Bob Trevino (John Leguizamo) is a good man, also a people pleaser but in a smilingly resigned kind of way, especially when his wife Jeanie (Rachel Bay Jones), immersed in her artistic obsession of scrapbooking, gently insists on expensive and fancy paper for her creative things. Bob is a lonely person too, despite being surrounded by others mostly at his construction management job, he and Jeanie haven’t really connected since the passing of their infant son some time ago. Jeanie even made a whole scrapbook for their baby boy, but Bob can’t bring himself to look at it or even talk to her, or anyone else really, about his very real loss as a father, and as a human in general. So when another Trevino starts messaging him about possibly being related after Bob ‘liked’ some of her memorabilia photos, threads of human connection begin to form, for once kind and nonjudgmental.
In an act of desperation due to a badly leaking toilet in Daphne’s place, Bob and Lily meet in person far sooner than expected, and Lily ends up apologetically introducing Bob as ‘her dad’ to Daphne while he’s pretzeled himself into the bathroom fixing the toilet – they do share the same name, after all. Lily and Bob go to lunch after and begin a series of awkward and charming get-togethers, where they exchange life stories and discover bits of what they were missing in their own lives, in each-other.
It has to be said just what an incredible job Leguizamo does in the role of Bob Trevino, at once tender and sorrowful, hesitant but compassionate, his character far more capable of being a dad than he initially thought. Leguizamo’s full range of acting is on gorgeous display in a role you wouldn’t expect to find him rocking like a boss.

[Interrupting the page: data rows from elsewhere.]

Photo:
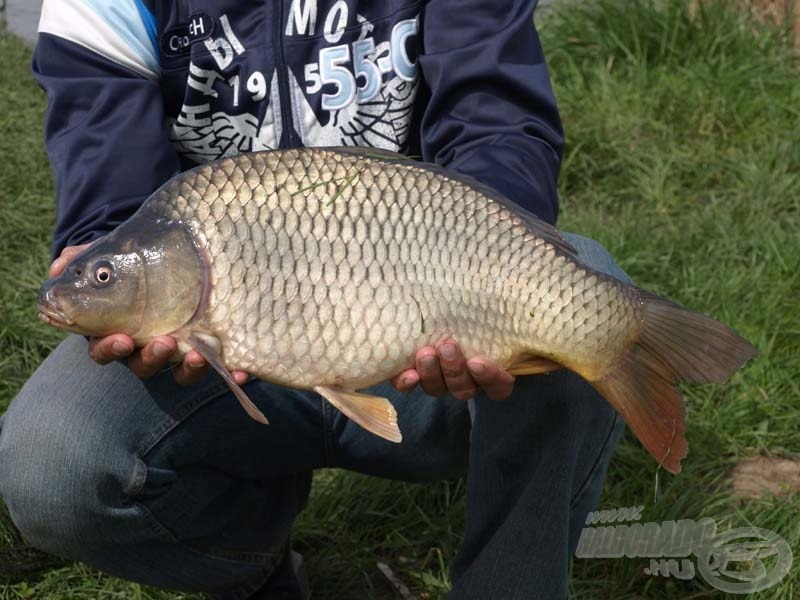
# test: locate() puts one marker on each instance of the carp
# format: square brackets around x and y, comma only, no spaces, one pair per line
[327,268]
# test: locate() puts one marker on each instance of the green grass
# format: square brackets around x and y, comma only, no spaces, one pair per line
[682,158]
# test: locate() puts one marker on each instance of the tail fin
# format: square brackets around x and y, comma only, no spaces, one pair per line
[675,344]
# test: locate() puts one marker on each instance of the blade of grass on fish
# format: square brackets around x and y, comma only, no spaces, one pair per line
[421,316]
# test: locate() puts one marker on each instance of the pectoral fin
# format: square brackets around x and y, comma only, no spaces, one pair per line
[531,364]
[373,413]
[213,359]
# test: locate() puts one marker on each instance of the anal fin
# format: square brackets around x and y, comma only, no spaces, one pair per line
[373,413]
[213,359]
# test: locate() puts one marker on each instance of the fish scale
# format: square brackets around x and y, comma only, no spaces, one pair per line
[472,282]
[327,269]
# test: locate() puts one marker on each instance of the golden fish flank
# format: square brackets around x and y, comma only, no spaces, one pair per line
[326,269]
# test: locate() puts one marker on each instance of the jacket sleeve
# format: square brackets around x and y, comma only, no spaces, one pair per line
[491,113]
[104,131]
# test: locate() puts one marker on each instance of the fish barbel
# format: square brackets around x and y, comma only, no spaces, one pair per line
[326,269]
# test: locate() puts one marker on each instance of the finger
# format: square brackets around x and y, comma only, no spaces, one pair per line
[406,381]
[67,254]
[430,375]
[240,377]
[496,383]
[191,369]
[153,357]
[454,369]
[104,350]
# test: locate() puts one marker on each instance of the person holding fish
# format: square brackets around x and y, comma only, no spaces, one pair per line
[151,473]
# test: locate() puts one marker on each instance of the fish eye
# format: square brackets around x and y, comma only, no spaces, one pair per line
[103,272]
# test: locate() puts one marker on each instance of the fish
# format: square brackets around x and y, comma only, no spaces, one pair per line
[325,269]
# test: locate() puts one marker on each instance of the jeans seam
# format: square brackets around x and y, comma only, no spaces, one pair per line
[262,559]
[188,408]
[327,432]
[597,462]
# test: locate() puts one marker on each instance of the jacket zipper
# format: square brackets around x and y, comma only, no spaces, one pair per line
[281,67]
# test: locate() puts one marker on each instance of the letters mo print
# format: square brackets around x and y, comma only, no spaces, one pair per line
[370,61]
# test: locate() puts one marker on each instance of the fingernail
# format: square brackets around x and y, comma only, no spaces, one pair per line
[160,350]
[477,368]
[448,351]
[428,363]
[119,348]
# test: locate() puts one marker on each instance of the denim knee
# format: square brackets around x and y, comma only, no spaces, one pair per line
[62,475]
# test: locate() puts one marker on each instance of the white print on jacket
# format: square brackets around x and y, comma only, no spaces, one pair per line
[203,136]
[364,110]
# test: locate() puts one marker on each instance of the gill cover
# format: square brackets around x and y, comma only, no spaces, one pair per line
[146,278]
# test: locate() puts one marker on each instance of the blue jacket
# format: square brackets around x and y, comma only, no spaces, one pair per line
[139,90]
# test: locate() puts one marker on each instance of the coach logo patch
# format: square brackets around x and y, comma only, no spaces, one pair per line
[178,40]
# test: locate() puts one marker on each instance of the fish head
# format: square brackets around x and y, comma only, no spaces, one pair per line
[144,279]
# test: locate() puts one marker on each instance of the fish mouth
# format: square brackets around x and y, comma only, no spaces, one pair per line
[50,311]
[53,316]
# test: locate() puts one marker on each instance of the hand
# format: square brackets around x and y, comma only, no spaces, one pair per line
[443,369]
[153,357]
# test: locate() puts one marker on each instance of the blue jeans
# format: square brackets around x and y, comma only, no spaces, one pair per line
[176,487]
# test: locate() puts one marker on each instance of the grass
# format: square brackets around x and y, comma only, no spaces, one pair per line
[682,158]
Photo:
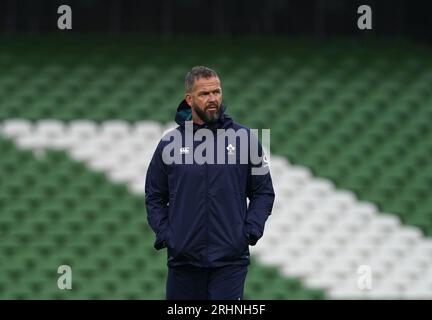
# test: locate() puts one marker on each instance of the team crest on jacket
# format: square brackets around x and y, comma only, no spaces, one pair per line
[184,150]
[230,149]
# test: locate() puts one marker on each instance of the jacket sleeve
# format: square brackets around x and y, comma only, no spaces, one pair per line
[157,197]
[261,197]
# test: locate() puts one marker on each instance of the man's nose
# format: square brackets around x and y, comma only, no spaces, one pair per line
[211,97]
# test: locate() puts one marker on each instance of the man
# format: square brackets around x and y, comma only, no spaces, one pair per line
[198,209]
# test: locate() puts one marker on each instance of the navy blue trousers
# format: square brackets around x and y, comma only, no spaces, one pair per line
[193,283]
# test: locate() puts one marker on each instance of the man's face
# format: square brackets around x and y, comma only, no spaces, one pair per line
[205,99]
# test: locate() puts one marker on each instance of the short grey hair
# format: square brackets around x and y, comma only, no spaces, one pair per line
[196,73]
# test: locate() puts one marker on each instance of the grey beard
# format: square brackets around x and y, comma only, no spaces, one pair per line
[205,117]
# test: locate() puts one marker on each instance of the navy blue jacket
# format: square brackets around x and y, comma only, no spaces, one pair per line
[199,211]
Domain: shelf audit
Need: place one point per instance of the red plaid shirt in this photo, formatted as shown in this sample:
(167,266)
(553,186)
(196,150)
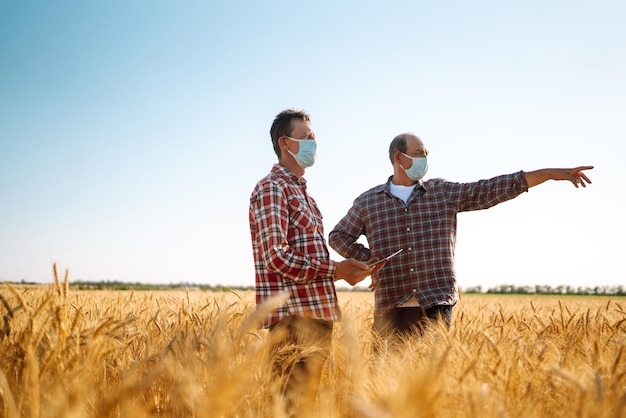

Mentioning what goes on to happen to our cast of characters – Lily and her aching loneliness, Bob and his missed opportunities to be a real father figure, Dad-Bob and his self-centered petty bullsh*t, Jeanie and her repressed love for both her gone child and absent husband – would be a huge disservice to the audience. Instead, for a surprisingly genuine feel-good movie about the family we make around ourselves that has nothing at all to do with bloodlines, catch Bob Trevino Likes It now!